全てが許された - 2020.03.17 Tue

   TBS系ドラマ「グランメゾン東京」です。


 日本に初めて世界のサッカーを教えてくれたのはドイツ人のクラマーさんでした。それまで何となくサッカーっぽいことをしていた日本代表に、蹴り方と止め方を教えてくれたのがクラマーさんでした。そればっかり練習していたのではなかったでしょうが、後のメキシコ五輪の銅メダルにつながる指導者だったそうです。メキシコ五輪で日本サッカー代表はフェアプレー賞を取っています。
その後、日本サッカー界に世界のサッカーを教えてくれたのはオフト監督やオシム監督です。オフトさんは「トライアングル」を教えた監督で、オシムさんは「水を運ぶ」を教えた監督です。それ以降も日本サッカーは発展したり迷走したりしながら、何とか頑張っています。押し並べてプレースタイルはフェアプレーを重んじるのは日本の伝統のようなものです。

 彼ら以外のも世界のスタンダードを説く人はたくさんいました。今でいえばイニエスタなんかは最先端の世界基準を見せてくれています。Jリーグが始まった頃の世界基準だったのが何故か鹿島アントラーズに加入していたジーコさんです。後に日本代表監督になり「散々な野郎だった」と批難されますが、当時は別格な選手でした。彼が日本に持ち込んだのが「鹿島イズム」という精神論?なんですが、鹿島サポではないので言及はしません。それ以外に日本人が知らないサッカー用語を日本に出ろ目ました。それが「マリーシア」です。マリーシアはポルトガル語なのですがブラジルの言葉で「ずる賢さ」という意味です。サッカーに詳しい人が読んでいたら「今さらマリーシアの説・・・?」って感じなので省きますが、勝つためには多少のズルさもアリだよねってことです。

 日本人サッカーファンがジーコを観ていて「そんなこともするんだぁ」と驚かされたのは相手チームがPKを得て、キッカーがボールをマークにセットしたときに、PKと関係ないジーコがボールに近づき唾を吐いてレッドカード(退場)になったシーンがありました。勝つためには何でもするというブラジル精神を加味しても理解に苦しむシーンでした。
日本でのマリーシアの解釈はズル賢さから賢さが抜けてズルいと理解されちゃっています。サッカー通が言う「本来は賢く時間を稼ぐ、賢くファウルを貰う、賢くマイボールにする・・・」っていうことなんでしょうが、日本人の気質は「時間稼ぎをしない、レフリーを欺かない、有利なジャッジよりも正しいジャッジ・・・」ということです。Jリーグの掲示板の意見も概ね「正々堂々とサッカーしろよ」です。それはクラマーさんの教えでもあるはずで、せっかくのサムライ・ブルーなんだから武士道精神こそが日本代表のスタイルって言っちゃってもいいんじゃないかな?

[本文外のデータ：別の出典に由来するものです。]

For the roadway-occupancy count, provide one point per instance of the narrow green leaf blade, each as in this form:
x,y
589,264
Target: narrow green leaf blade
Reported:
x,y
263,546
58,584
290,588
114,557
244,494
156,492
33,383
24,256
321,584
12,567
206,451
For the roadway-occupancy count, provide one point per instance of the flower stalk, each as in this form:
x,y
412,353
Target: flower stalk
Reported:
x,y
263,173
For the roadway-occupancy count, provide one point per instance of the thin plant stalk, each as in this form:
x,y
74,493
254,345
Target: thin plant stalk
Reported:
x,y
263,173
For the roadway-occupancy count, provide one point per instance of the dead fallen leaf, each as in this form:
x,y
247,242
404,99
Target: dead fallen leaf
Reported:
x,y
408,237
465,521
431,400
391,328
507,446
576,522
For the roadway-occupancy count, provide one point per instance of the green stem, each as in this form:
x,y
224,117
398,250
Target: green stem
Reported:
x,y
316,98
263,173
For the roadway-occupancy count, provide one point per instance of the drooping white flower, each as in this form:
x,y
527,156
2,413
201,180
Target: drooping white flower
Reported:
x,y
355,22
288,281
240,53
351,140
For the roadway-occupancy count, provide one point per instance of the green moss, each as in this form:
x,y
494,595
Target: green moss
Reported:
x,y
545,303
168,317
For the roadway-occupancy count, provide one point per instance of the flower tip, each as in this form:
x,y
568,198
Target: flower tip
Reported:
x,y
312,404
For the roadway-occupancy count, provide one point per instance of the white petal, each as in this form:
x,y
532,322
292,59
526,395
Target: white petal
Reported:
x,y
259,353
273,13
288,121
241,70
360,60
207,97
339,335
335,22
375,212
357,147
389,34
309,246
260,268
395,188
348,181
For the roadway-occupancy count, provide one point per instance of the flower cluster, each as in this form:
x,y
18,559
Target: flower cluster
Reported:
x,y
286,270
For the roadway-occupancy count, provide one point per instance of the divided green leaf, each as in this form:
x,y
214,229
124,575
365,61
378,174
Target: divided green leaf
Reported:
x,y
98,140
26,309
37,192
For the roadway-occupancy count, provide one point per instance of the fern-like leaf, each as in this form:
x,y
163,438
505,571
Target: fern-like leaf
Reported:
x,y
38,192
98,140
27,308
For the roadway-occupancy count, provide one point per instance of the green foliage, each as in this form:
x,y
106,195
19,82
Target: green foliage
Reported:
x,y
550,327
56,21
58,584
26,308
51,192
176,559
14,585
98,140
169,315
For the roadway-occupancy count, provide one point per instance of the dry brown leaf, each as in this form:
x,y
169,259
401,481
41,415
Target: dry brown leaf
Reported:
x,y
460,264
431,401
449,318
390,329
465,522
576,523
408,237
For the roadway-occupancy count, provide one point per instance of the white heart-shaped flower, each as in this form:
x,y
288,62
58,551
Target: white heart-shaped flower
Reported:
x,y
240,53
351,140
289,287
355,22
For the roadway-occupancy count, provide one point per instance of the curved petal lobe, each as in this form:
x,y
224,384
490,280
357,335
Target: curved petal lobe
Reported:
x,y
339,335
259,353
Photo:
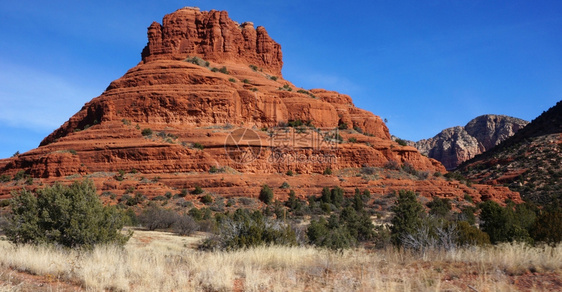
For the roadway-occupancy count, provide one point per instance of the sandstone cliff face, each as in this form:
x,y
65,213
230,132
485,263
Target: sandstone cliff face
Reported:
x,y
213,36
175,118
530,161
455,145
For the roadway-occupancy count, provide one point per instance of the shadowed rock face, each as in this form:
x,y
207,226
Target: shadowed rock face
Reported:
x,y
455,145
171,118
529,162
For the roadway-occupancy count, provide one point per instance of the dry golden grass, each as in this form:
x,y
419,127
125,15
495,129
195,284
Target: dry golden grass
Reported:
x,y
158,261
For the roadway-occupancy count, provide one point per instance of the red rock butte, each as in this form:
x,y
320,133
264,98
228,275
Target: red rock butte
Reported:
x,y
172,117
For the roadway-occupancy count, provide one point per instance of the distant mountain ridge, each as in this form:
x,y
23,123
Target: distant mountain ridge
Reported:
x,y
529,162
455,145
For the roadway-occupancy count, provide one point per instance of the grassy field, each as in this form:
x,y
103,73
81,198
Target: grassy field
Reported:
x,y
159,261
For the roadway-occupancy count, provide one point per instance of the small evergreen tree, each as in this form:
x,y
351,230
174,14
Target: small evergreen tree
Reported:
x,y
266,194
72,216
407,216
548,227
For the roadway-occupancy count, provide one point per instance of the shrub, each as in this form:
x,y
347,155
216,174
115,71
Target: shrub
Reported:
x,y
548,227
198,190
224,70
146,132
155,217
19,175
244,229
407,216
185,225
467,214
329,234
196,214
4,203
71,216
207,199
470,235
266,194
500,224
401,142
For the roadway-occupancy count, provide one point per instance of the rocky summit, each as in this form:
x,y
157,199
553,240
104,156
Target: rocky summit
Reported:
x,y
208,106
455,145
529,162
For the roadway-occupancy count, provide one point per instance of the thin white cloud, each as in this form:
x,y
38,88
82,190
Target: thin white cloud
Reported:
x,y
37,100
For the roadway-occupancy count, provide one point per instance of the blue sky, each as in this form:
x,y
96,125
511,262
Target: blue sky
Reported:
x,y
422,65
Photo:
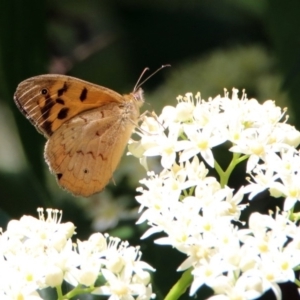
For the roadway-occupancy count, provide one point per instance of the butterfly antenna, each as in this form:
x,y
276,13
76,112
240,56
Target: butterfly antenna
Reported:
x,y
139,84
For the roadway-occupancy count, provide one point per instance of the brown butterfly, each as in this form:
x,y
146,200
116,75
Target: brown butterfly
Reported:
x,y
87,127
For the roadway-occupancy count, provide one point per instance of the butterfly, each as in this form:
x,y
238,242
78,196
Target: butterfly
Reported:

 今回は前回に続きまして作中に出てくるウソについてです。前回の記事「リメンバー。ミー」に出てくるウソつきの説明は、サッカーのマリーシアで説明がつくことに気づきました。要するにマリーシアが好きなサッカーファンと、嫌いなサッカーファンがいるっていうことです。どっちもサッカーファンには変わらないんですが、ズル賢いヤツらに正々堂々と勝つほうが痛快でしょう。
でも得することが異常に好きな人が増えてるように思えます。同じ値段ならポイント還元されるほうとか、今ならもう1セット付いてくるなど。お得な情報満載の主人公が都合よくクリアしていくストーリーが小気味いいと思う人もいます。しかし主人公が要領悪く窮地におちいるストーリーに引かれる人もいます。ようは「勝ちゃいい」というストーリーと「筋を通す」というストーリーです。前者はサクセスストーリーで後者は人情噺です。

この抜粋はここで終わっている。